Event Processor on Kubernetes(EKS)

The developer at Mystique Unicorn are interested in building their application using event-driven architectural pattern to process streaming data. For those who are unfamiliar, An event-driven architecture uses events to trigger and communicate between decoupled services and is common in modern applications built with microservices. An event is a change in state, or an update, like an item being placed in a shopping cart on an e-commerce website.

In this application, they will have their physical stores, send a stream sales and inventory related events to a central location, where multiple downstream systems will consume these events. For example, An event for a new order will be consumed by the warehouse system and the sales events will be used by the marketing department to generate revenue and forecast reports. This pattern of separating the produce, router and consumer to independent components allows them to scale the applications without constraints.

They heard that AWS offers capabilities to build event-driven architectures using kubernetes, Can you help them?

🎯 Solutions

Amazon EKS¹ gives you the flexibility to start, run, and scale Kubernetes applications in the AWS. For this demo, we will build a EKS cluster with a managed node groups running 2 t2.medium nodes. We will also have a producer deployment writing messages to a SQS queue. The producer will produce a stream of sales or inventory events. A sample event is shown below. A consumer running as deployment will process those messages and store them on S3.

{
  "request_id": "a11012c7-e518-4619-9fba-4591156f5d64",
  "store_id": 7,
  "cust_id": 605,
  "category": "Shoes",
  "sku": 96290,
  "price": 87.86,
  "qty": 17,
  "discount": 17.6,
  "gift_wrap": false,
  "variant": "red",
  "priority_shipping": true,
  "ts": "2021-05-14T22:27:03.530997",
  "contact_me": "github.com/miztiik"
}

In this demo, we will create a the architecture like the one shown above. We will have a

• EKS Cluster - Our primary cluster router with 2 managed node groups.
• SQS Queue - A standard SQS queue with a visibility timeout of 30seconds, This allows our consumer 30 seconds to successfully process message and delete them from the queue.
• Sales Events Bucket - Persistent storage for the consumer to store the events.
• producer - A deployment running an generic container python:3.8.10-alpine. The producer code is pulled from this github directly. It will produce 1 message every 2 seconds and runs to produce a maximum of 10000 messages. Being a deployment, it will be restarted and goes on to produce the next batch of 10000 messages.
• consumer - A deployment running generic container python:3.8.10-alpine. The consumer code is pulled from this github directly. Every 10 seconds it will process messages in batches of 5. The incoming messages will be stored persistently in Sales Events Bucket. It will process a maximum of 10000 messages.

1. 🧰 Prerequisites

   This demo, instructions, scripts and cloudformation template is designed to be run in us-east-1. With few modifications you can try it out in other regions as well(Not covered here).

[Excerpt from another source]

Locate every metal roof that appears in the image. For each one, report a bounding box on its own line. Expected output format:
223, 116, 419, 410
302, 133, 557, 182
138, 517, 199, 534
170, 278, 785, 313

   • 🛠 AWS CLI Installed & Configured - Get help here
   • 🛠 AWS CDK Installed & Configured - Get help here
   • 🛠 Python Packages, Change the below commands to suit your OS, the following is written for amzn linux 2
     • Python3 - yum install -y python3
     • Python Pip - yum install -y python-pip
     • Virtualenv - pip3 install virtualenv

2. ⚙️ Setting up the environment

   • Get the application code

     git clone https://github.com/miztiik/event-processor-on-eks
     cd event-processor-on-eks

3. 🚀 Prepare the dev environment to run AWS CDK

   We will use cdk to make our deployments easier. Lets go ahead and install the necessary components.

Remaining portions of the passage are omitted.